Specifically, we found that economic strain exhibited a statistically significant and qualitatively large association with White children’s internalizing behavior problems and that this relationship was not due to potentially correlated influences of objective measures of adverse economic conditions or to mediating influences of psychosocial context. Furthermore, our data provide evidence that the relationship between economic strain and internalizing problems is meaningfully different across White and Black children. In marked contrast to the White sample, the regression-adjusted relationship between economic strain and internalizing behaviors among the Black sample was of small magnitude and was statistically insignificant.

Kalil elaborated on this finding in an email: “The processes through which white and Black individuals experience stress from macroeconomic shocks are different,” she wrote, adding that the “white population, which is more resourced and less accustomed to being financially worried, is feeling threatened by economic shocks in a way that is not very much reflective of their actual economic circumstances. In our study, among Black parents, what we are seeing is basically that perceptions of economic strain are strongly correlated with actual income-to-needs.”

This phenomenon has been in evidence for some time.

A 2010 Pew Research Center study that examined the effects of the Great Recession on Black and white Americans, reported that Black Americans consistently suffered more in terms of unemployment, work cutbacks and other measures, but remained far more optimistic about the future than whites. Twice as many Black as white Americans were forced during the 2008 recession to work fewer hours, to take unpaid lead or switch to part-time, and Black unemployment rose from 8.9 to 15.5 percent from April 2007 to April 2009, compared with an increase from 3.7 to 8.0 percent for whites.

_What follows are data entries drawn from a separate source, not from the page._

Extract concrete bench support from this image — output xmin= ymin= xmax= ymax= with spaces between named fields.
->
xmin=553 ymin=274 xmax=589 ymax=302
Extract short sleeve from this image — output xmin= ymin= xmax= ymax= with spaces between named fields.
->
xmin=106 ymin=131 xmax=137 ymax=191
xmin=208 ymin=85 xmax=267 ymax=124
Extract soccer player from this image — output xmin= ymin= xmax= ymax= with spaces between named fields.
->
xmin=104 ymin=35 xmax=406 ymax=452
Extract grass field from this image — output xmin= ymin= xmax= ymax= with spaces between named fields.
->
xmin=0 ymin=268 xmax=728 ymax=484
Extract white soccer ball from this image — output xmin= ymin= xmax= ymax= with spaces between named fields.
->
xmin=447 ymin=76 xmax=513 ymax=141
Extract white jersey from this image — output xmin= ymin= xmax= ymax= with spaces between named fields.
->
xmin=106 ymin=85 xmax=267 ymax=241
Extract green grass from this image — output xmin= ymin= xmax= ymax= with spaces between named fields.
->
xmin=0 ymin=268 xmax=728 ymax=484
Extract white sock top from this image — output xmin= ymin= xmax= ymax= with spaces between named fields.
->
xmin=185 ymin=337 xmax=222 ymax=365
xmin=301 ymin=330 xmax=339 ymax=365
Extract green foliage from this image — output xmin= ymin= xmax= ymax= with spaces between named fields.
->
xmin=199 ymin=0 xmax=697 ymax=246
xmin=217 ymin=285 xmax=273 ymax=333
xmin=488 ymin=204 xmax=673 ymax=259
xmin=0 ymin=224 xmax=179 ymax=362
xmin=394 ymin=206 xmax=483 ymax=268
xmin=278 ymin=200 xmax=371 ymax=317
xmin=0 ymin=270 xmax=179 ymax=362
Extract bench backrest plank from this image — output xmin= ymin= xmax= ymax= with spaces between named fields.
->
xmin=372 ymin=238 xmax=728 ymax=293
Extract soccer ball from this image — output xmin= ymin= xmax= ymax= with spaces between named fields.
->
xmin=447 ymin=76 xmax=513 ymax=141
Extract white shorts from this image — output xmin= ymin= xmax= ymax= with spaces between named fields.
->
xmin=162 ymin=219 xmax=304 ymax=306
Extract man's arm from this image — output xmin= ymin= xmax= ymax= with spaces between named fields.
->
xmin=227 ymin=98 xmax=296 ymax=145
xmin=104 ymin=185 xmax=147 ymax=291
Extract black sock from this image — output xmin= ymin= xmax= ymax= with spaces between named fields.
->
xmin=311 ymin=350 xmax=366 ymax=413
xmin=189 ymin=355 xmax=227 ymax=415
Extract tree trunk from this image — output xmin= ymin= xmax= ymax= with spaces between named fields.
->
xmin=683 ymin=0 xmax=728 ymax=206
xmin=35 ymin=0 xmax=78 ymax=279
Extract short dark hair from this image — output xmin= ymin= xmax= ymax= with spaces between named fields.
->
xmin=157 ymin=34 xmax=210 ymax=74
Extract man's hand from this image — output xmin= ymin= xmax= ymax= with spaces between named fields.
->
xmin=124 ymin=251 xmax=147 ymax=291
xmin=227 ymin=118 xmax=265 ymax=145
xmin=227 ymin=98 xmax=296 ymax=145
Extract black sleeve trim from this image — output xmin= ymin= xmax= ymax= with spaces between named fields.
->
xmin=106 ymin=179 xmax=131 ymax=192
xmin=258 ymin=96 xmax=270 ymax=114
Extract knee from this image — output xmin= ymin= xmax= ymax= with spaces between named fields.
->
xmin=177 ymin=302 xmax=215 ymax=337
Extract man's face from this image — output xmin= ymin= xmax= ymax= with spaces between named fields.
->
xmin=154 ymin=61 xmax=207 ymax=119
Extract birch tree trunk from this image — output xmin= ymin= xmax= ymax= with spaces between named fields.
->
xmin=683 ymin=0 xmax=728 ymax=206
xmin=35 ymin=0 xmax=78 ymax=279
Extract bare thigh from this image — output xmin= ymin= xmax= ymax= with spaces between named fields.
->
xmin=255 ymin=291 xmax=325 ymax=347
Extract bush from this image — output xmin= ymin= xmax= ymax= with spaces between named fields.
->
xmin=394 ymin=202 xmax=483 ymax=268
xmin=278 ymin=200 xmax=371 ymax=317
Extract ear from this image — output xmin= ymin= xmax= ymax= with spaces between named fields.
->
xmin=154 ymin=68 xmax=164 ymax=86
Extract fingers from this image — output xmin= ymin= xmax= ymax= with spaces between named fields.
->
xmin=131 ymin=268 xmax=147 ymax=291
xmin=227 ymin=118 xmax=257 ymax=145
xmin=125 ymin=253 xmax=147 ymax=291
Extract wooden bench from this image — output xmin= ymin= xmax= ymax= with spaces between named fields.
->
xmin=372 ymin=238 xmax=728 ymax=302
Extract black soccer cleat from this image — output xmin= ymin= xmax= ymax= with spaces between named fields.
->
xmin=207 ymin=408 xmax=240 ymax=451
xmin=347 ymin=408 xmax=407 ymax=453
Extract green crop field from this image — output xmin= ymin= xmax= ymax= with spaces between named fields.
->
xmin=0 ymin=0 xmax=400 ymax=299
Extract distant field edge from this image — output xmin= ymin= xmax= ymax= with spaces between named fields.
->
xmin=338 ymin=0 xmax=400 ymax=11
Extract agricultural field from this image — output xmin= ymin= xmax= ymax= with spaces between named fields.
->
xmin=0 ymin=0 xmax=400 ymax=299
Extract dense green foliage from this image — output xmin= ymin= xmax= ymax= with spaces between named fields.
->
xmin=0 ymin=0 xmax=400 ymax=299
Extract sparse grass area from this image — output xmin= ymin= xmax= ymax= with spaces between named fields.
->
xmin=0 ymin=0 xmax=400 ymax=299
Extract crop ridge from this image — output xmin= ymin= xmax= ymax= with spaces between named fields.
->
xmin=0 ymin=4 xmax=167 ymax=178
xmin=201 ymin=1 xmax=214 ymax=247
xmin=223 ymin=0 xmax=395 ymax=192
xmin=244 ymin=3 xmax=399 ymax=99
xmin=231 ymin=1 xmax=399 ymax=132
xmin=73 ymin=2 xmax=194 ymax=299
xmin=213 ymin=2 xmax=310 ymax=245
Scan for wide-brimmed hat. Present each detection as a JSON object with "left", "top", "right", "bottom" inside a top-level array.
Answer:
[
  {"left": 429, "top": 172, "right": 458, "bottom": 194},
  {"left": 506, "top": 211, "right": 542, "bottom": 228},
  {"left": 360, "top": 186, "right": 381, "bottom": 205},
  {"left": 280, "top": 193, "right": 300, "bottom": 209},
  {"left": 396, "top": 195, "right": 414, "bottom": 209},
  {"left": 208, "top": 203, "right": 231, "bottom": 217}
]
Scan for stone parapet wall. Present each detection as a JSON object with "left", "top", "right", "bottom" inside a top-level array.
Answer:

Despite experiencing more hardship, 81 percent of Black Americans agreed with the statement “America will always continue to be prosperous and make economic progress,” compared with 59 percent of whites; 45 percent of Black Americans said the country was still in recession compared with 57 percent of whites. Pew found that 81 percent of the Black Americans it surveyed responded yes when asked “Is America still a land of prosperity?” compared with 59 percent of whites. Asked “will your children’s future standard of living be better or worse than yours?” 69 percent of Black Americans said better, and 17 percent said worse, while 38 percent of whites said better and 29 percent said worse.